Proper Community Engagement

You cannot ever have multiple mutable references to the same array element (or any other object, for that matter), because the borrow checker forbids it (and if you cheat and do it anyway with unsafe code, it is immediate UB because of noalias). Without mutable aliasing, it's not possible for two different parts of the program to both think they own the Nth slot in the array at the same time.

The lack of mutable aliasing must be provable at compile time just from the types of the arguments. It immediately follows that you cannot conjure a mutable reference out of thin air in safe code - it must come from something you already own or another mutable reference. It does not matter whether you're indexing into an array or doing some more complicated dance. Mutability is transitive, and all of the relevant loopholes are either protected by unsafe (UnsafeCell<T>) or by runtime checking (RefCell<T> and most of std::sync).
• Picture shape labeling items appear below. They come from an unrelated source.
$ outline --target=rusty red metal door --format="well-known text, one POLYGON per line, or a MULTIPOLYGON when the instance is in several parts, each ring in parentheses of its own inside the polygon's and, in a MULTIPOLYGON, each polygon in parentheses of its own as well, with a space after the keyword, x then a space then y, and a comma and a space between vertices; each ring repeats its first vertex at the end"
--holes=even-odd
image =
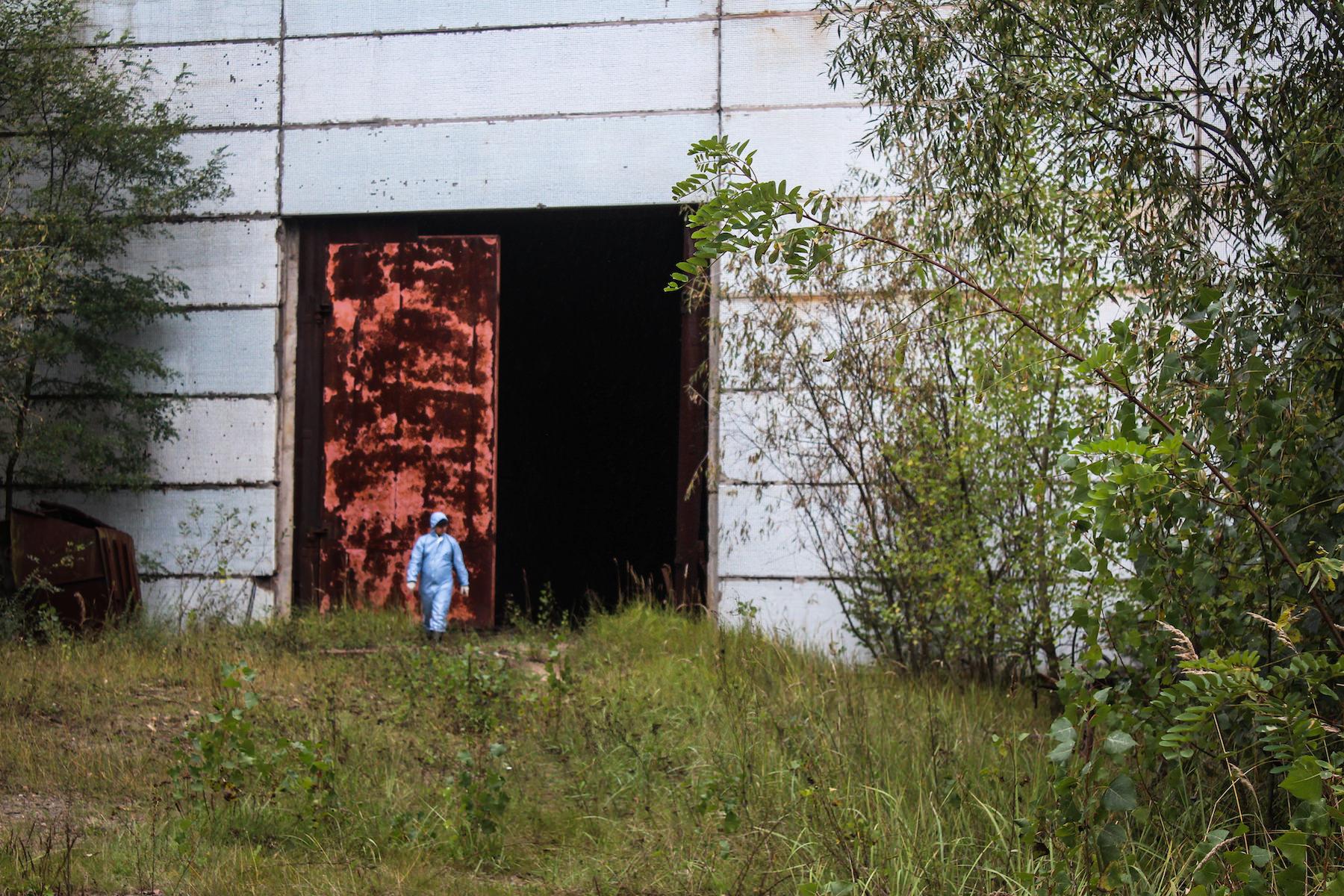
POLYGON ((493 625, 499 239, 331 243, 327 297, 320 602, 418 611, 406 560, 444 510, 470 574, 449 619, 493 625))

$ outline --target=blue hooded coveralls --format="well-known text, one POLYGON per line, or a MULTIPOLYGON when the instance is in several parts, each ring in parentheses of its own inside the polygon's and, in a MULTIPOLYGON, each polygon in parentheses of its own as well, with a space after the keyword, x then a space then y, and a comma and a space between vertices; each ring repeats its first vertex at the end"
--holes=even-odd
POLYGON ((462 547, 450 535, 435 535, 434 527, 448 520, 435 512, 429 519, 429 533, 415 540, 411 562, 406 568, 406 584, 419 582, 421 613, 425 615, 426 631, 448 629, 448 607, 453 602, 453 574, 464 588, 468 584, 466 564, 462 563, 462 547))

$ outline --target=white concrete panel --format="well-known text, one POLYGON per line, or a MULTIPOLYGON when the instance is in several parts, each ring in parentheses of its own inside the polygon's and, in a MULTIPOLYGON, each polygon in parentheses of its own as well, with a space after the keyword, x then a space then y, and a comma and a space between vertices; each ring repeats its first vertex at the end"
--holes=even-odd
POLYGON ((265 622, 274 615, 270 582, 255 579, 168 578, 141 583, 145 614, 168 625, 192 626, 215 621, 265 622), (249 604, 251 615, 247 615, 249 604))
POLYGON ((233 195, 191 210, 196 215, 274 215, 280 138, 274 130, 198 132, 181 138, 181 149, 203 164, 224 150, 224 181, 233 195))
POLYGON ((816 17, 816 7, 817 0, 723 0, 723 15, 741 16, 762 12, 805 12, 812 13, 812 17, 816 17))
POLYGON ((159 481, 227 485, 276 480, 276 399, 195 398, 173 420, 177 441, 155 450, 159 481))
POLYGON ((847 629, 839 598, 823 580, 720 579, 719 591, 719 619, 726 625, 751 619, 767 633, 818 650, 843 652, 852 658, 868 657, 847 629))
MULTIPOLYGON (((277 314, 273 308, 191 312, 165 317, 137 334, 136 345, 157 349, 179 379, 179 395, 274 395, 277 314)), ((164 391, 164 384, 138 388, 164 391)))
POLYGON ((407 212, 672 200, 714 113, 296 130, 285 212, 407 212))
POLYGON ((860 107, 730 110, 723 116, 723 133, 734 141, 751 141, 763 180, 786 180, 804 192, 844 192, 851 169, 880 168, 868 150, 856 146, 868 121, 870 113, 860 107))
POLYGON ((134 58, 153 67, 148 98, 168 101, 196 128, 276 124, 280 50, 273 43, 152 47, 134 58))
POLYGON ((788 485, 719 486, 719 575, 825 578, 816 531, 828 527, 820 517, 809 523, 805 498, 788 485))
POLYGON ((781 392, 719 396, 719 477, 727 482, 852 481, 806 403, 781 392))
POLYGON ((370 34, 441 28, 517 28, 571 21, 715 16, 716 0, 288 0, 286 34, 370 34))
POLYGON ((812 16, 727 19, 723 23, 723 105, 817 106, 852 103, 852 87, 833 90, 827 77, 833 28, 812 16))
POLYGON ((138 43, 278 38, 281 0, 90 0, 94 31, 138 43))
POLYGON ((58 501, 124 529, 136 540, 141 574, 230 575, 276 571, 276 489, 165 489, 23 494, 58 501))
POLYGON ((298 40, 285 122, 712 109, 714 21, 298 40))
POLYGON ((185 305, 276 305, 274 220, 199 220, 136 238, 117 267, 163 270, 187 285, 185 305))

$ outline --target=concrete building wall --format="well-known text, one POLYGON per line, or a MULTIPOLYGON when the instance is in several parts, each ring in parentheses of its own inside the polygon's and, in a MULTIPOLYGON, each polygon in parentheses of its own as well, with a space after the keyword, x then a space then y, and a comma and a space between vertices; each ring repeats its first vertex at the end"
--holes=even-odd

In the specific case of the static fake heap, this fails on several different grounds:

0. All interactions with mutable statics are unsafe, because of thread safety. Unsafe code can, of course, do a UAF in Rust. That's not news, so in order for this argument to be interesting, the whole thing must work in safe code. But we can just pretend you said "a long-lived boxed slice" instead of a static array, so let's ignore this and continue.
1. To get a mutable reference to the Nth element of an array (or slice/Vec/whatever-it-is), you must borrow the entire array mutably. It is sound to take out multiple non-overlapping mutable borrows against the same array, but you are limited by the API exposed by slice (see e.g. slice::split_at_mut()) unless you write your own unsafe code to do it manually. Regardless, you still cause the whole array to be borrowed mutably until all element borrows are returned.
2. Your array borrow must outlive the borrow of the individual element. This means that whatever part of the program thinks it owns the Nth slot in the array must not actually hold a reference to the element (or else it would prevent any other part of the program from using at least that slot in the array, if not the whole array). It may only hold an index into the array, it can only materialize that into a reference temporarily when needed, and it must receive a mutable reference to the array in order to do that. The latter reference must be constantly passed around pervasively throughout your entire program, or else the array must be protected by RefCell<T> (single-threaded) or a lock of some kind (multi-threaded). RefCell<T> will panic if you try to mutably alias the array at runtime (the locks will block, as you might expect, and if it deadlocks, oh well, that's your problem). This is still technically possible, but it looks very ugly and not at all like idiomatic code (which is what DARPA says they want as output).
3. It is not legal to drop anything in-place in safe code, because the dropped object would still be accessible, and someone might try to use it. So when we say that the object is "freed," we mean that the bitmap no longer considers it to belong to anyone. The object still exists and has a valid value. Some other part of the code might mutate it (through this careful dance of never holding a long-lived reference to anything as described above) or even replace it with an entirely new object, but it cannot replace it with random garbage. It must uphold all invariants of its type, which may be arbitrarily complicated, and which are enforced through the use of visibility restrictions. This can cause logic errors, sure, but it is a far cry from a "real" UAF in which random bytes are interpreted as some entirely inappropriate type.

I will admit that DARPA's goals seem (at best) extremely ambitious to me. But if they do succeed, their generated code will not look anything like what you describe (or else they won't have accomplished what they now claim to be trying to do).